Reputation:
I want to scrape nutrient data from this page: http://www.mysupermarket.co.uk/tesco-price-comparison/Fruit/Tesco_Gala_Apple_Approx_160g.html.
I tried the following code.
import requests, bs4
res = requests.get('http://www.mysupermarket.co.uk/tesco-price-comparison/Fruit/Tesco_Gala_Apple_Approx_160g.html')
But the response's text does not match the HTML I see when I inspect the page with a browser.
So I can't use Beautiful Soup to search it.
How can I fix this?
Upvotes: 0
Views: 1258
Reputation: 571
This is the issue which arises due to different orientation of html tags when viewed on different browsers. This comes into picture due to different User Agent for each browser.
If you want to see same text as in browser then use Selenium Webdriver. Its is very easy and convenient to use it.
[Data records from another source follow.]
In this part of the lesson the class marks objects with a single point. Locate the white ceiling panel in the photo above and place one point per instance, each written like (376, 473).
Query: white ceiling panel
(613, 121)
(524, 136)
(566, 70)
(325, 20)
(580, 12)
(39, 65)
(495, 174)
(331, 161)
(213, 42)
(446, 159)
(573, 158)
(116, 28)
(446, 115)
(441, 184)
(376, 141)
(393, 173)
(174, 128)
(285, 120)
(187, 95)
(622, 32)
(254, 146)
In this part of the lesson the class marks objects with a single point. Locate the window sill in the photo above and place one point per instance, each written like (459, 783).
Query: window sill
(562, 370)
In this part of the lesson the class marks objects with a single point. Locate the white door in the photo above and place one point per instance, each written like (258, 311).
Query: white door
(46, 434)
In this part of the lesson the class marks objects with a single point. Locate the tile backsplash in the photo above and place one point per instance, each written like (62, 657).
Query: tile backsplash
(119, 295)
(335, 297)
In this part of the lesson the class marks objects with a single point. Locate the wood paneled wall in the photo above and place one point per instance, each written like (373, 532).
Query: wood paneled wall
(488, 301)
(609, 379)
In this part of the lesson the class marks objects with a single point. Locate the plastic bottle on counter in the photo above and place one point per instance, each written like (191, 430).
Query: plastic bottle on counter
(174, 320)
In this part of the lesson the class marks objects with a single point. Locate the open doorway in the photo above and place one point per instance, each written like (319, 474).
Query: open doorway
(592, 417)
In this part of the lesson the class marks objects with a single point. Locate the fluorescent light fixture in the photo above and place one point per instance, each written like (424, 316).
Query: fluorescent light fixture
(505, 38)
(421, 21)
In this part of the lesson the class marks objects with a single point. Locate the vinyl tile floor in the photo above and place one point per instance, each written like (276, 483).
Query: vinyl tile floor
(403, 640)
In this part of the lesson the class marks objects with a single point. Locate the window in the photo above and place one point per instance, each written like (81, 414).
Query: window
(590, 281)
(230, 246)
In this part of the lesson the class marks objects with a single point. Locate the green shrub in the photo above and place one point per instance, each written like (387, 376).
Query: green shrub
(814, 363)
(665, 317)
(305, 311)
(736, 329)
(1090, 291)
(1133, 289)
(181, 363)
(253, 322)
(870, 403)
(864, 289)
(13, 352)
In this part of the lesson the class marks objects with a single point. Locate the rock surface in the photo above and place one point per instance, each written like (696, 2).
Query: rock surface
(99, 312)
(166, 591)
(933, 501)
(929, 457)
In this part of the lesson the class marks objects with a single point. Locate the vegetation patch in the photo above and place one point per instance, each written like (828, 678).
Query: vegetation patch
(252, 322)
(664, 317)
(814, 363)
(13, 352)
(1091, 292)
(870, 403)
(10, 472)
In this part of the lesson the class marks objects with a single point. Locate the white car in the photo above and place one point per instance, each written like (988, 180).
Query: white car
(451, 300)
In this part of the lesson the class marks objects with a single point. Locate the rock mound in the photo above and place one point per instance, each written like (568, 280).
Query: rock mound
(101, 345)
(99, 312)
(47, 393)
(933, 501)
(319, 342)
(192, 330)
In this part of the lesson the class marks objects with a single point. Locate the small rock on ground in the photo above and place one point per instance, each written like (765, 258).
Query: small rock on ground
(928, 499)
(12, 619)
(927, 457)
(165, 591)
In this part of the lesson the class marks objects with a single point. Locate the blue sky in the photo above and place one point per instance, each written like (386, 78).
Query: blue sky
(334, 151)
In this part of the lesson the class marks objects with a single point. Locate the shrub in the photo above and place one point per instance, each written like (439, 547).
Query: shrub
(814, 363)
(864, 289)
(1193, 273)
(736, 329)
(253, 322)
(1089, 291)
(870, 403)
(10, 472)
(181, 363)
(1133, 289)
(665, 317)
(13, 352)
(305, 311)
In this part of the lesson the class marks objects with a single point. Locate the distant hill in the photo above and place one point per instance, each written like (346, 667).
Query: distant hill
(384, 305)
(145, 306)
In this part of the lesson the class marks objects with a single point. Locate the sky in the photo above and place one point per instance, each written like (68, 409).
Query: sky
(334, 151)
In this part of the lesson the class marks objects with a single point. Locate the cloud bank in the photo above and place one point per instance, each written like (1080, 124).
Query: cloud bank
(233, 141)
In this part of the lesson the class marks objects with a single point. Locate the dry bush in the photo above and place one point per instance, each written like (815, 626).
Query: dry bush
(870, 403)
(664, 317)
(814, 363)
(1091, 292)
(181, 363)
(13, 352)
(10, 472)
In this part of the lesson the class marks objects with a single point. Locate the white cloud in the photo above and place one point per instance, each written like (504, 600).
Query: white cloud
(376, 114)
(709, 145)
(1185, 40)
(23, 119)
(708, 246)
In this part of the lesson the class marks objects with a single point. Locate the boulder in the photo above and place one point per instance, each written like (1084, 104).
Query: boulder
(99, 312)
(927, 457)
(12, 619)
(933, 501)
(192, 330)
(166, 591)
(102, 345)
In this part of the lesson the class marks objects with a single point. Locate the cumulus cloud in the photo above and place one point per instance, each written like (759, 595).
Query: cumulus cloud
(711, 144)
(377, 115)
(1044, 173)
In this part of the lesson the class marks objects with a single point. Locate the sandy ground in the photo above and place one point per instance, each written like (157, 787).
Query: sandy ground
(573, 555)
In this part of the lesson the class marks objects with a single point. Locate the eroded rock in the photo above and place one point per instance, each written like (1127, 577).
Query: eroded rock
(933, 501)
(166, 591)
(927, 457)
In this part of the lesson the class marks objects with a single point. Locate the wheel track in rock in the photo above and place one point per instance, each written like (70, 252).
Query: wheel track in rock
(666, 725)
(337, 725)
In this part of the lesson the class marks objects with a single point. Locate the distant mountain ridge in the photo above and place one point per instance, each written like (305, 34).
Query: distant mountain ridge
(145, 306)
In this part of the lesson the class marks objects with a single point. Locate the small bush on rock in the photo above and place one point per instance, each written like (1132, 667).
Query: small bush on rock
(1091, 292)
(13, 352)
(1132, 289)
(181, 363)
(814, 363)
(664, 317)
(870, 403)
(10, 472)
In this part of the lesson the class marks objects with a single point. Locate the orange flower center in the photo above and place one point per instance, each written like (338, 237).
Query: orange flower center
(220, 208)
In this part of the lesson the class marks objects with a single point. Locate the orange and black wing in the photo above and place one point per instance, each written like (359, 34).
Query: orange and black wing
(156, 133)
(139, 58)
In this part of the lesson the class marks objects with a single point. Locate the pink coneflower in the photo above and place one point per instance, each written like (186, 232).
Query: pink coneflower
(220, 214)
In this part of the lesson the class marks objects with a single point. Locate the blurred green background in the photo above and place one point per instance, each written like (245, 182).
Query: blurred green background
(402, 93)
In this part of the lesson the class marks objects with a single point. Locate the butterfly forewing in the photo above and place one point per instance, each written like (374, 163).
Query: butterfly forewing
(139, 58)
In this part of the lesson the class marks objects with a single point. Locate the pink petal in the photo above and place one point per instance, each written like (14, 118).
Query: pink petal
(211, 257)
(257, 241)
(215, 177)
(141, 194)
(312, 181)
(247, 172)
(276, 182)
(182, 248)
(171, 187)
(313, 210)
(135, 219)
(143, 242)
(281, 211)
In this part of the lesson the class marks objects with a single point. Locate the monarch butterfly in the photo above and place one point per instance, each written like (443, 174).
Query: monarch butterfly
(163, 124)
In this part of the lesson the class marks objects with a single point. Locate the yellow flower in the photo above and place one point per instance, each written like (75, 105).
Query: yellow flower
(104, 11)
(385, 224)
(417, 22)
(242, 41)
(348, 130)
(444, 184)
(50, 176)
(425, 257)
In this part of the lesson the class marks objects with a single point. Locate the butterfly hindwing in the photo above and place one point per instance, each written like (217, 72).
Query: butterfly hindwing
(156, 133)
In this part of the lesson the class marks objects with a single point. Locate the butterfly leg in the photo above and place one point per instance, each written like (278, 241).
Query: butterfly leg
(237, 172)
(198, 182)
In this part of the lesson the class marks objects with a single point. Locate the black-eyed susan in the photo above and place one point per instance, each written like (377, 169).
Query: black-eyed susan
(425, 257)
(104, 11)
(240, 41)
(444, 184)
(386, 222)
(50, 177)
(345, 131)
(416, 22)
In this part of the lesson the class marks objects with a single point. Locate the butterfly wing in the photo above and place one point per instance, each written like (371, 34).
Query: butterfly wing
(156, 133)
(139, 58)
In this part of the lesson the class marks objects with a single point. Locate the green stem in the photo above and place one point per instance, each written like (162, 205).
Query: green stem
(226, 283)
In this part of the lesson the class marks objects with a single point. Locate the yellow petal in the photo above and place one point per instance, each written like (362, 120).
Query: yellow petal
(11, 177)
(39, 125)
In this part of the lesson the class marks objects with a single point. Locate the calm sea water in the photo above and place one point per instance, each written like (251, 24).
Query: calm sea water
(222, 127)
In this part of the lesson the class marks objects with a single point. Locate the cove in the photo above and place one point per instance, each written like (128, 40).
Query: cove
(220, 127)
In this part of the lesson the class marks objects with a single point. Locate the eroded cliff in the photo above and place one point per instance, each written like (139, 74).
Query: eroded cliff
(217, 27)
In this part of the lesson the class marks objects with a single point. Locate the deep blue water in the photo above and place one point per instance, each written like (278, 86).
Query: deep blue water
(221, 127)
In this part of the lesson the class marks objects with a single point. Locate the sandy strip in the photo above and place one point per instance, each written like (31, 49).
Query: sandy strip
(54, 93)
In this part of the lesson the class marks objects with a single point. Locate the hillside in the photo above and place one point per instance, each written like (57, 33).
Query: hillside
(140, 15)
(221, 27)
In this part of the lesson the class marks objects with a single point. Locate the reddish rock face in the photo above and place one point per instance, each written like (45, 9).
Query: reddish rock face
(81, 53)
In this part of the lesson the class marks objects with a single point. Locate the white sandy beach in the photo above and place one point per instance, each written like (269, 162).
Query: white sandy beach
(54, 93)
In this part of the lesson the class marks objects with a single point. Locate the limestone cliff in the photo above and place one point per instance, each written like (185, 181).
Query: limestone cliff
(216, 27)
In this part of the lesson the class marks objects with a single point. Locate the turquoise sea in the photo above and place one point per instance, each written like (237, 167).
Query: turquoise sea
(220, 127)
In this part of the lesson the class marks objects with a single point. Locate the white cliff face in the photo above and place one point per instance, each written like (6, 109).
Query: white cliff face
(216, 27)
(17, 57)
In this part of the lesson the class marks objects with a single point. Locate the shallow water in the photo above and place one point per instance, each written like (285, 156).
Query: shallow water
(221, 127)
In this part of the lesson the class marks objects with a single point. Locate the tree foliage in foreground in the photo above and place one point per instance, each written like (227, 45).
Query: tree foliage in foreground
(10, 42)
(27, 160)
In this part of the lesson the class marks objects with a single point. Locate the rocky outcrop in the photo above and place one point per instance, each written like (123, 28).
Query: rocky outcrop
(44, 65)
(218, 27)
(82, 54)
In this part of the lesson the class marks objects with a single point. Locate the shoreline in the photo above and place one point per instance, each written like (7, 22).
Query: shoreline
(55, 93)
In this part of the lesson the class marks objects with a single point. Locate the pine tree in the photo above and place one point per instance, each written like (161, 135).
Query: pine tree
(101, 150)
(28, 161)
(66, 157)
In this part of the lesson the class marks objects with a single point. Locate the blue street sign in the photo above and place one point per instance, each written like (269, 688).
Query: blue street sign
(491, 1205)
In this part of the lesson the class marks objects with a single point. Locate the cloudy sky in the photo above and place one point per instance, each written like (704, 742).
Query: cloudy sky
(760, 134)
Just once you are finished take the source code and use Beautiful Soup on that.
If you want to learn how to implement selenium check out here
Even facing problem then feel free to contact.
Upvotes: 0
Reputation: 302
A good alternative would be to use the newly released requests-HTML library by the same author of requests.
That way you can parse HTML as simple as this:
from requests_html import HTMLSession
session = HTMLSession()
r = session.get('https://python.org/')
sel = 'body > div.application-main > div.jumbotron.jumbotron-codelines > div > div > div.col-md-7.text-center.text-md-left > p'
print(r.html.find(sel, first=True).text)
Check it out at the official site.
Thank you.
Upvotes: 2
Reputation: 8628
You need to retrieve the markup from the .text
attribute of the res
object. Your code should then read:
import requests, bs4
res = requests.get('http://www.mysupermarket.co.uk/tesco-price-comparison/Fruit/Tesco_Gala_Apple_Approx_160g.html')
html = res.text
Upvotes: 0